FORGET-ME-NOT HOSPICE – WRITTEN EVIDENCE (PSR0002)
I am the CEO of a children’s hospice based in West Yorkshire. I am submitting evidence because as a hospice we are reliant on charity to fund our services, last year 97% of our budgeted funding was from retail trading and fundraising, but we operate within the health and social care economy, providing substantial savings to the NHS and are regulated in the same way as an acute hospital. This creates a great deal of disparity and is problematic when it comes to sustainable services that families depend on.
The response by the NHS has been simply awesome. However, the NHS does not operate in isolation of a wide range of charities and social care providers who during this period have been treated as second rate partners. This has been exacerbated in the media and in business with the consequence of widening the gap between the NHS and surrounding services. The public have raised vast sums of money for an NHS that they already fund and businesses, to attract more customers, have set up corporate social responsibility programs benefitting NHS staff whilst ignoring others. EG. 10% discount in Morrisons if you show your NHS photo ID at the till. These things will not help recruitment into the wider sector who already struggle with parity around pensions, pay rates and other terms and conditions.
There have been some great stories in the press about the work of other providers, but these were slow to be picked up as they were not about the NHS and I don’t believe that the sustainability of the sector as a whole has yet been considered. This has played out in relation to allocation of resources such as PPE. We had to resort to requests on social media before a sufficient supply was set up. One local lady was so taken by our appeal that she walked 3 miles to our hospice to hand over a half open pack of anti-bacterial wipes! It became clear very quickly that no-one knew the range of services in our area and how they work together or could work together, there does not seem to be any mapping and no overall picture of funding arrangements or service provision.
At the beginning of the crisis when almost all of our families were required to shield their children, and so cancel their respite services, we found ourselves overstaffed. As a result we loaned staff out to a number of local providers on a spot purchase, honorary contract basis. This initiative came from us but could have been managed more centrally via the CCG perhaps. In addition, we worked with hospital discharge teams to ensure children could come to the hospice for step down care where their families could be with them and the risk of COVID 19 transmission could be considerably reduced. This also unlocked intensive care beds and teams in hospitals to provide other types of care.

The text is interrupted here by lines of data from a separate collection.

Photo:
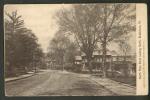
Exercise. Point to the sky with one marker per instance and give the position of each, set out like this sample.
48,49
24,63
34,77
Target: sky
40,19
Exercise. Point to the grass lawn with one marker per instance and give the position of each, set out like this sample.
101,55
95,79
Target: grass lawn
126,80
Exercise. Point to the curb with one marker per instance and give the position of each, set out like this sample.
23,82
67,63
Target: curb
19,78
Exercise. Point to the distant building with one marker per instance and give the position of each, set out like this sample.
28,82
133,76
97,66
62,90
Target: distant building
124,64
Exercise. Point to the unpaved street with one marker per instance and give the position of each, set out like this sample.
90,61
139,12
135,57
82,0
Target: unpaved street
52,83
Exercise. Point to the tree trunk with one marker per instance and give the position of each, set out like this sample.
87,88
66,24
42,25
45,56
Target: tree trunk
89,63
104,59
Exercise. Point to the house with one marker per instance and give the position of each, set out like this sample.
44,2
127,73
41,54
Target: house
123,64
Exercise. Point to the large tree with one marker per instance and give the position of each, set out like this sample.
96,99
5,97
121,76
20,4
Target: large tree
20,44
81,21
61,49
116,20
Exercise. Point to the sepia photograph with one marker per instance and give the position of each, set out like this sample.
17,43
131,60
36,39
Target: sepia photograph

We believe we were able to make quick decisions because we have a pioneering and agile mentality. We could cut through what would normally be quite bureaucratic procedures because we were operating from a ‘best interests’ standpoint.
We have developed some online services, and these definitely plug a gap, but we also know that there are some things that will always work best face to face, for example bereavement support in the acute phase of loss. With appropriate safeguards in place, we have still been able to offer access to our snowflake suite and enabled people to do memory making with their child. The design of our hospice has allowed for this because we can segregate this particular area from the rest of the building.
We developed a screening tool to help us understand which of our families were most vulnerable. This was shared with a number of other children’s hospices. The tool was used over the phone, but is quite sterile in its application. Lots of the public donated gifts for our families, so we made these up into packs and did doorstep drops. This created a different type of conversation with families and we started to learn more about how difficult things really were, including impending family breakdown. As a result, we developed an emergency respite offer, a 48 hour break in the hospice for the child. Many families have now used this and have fed back the difference it has made. All of our families have protected characteristics and we have continued to reach out to all of them.
Collaboration takes time to develop and deliver, but in an emergency can just happen if you are in the right place at the right time. Having a network of relationships, vertically and horizontally is useful and certainly helped us during this time. Normally, we would be hampered by endless requests for data, monitoring, policy frameworks which all cost money to provide. In many respects, the fact that we are rated outstanding by CQC should be enough, but never is. The commissioning framework does not help children’s hospices since there are too few people in any one CCG area that will ever need our service, and so our work is never seen as a priority. This might change as ICS’ find their way and start to operate across their footprint in a more strategic manner, but they will still speak the language of a large provider and expect the same standards without being willing to support the costs of meeting those standards. I think we have proved our value to the system, so now I want to be assured that we will be funded as a valuable and trusted partner and not have to fight for every penny and then spend too much of it justifying who we are and what we do.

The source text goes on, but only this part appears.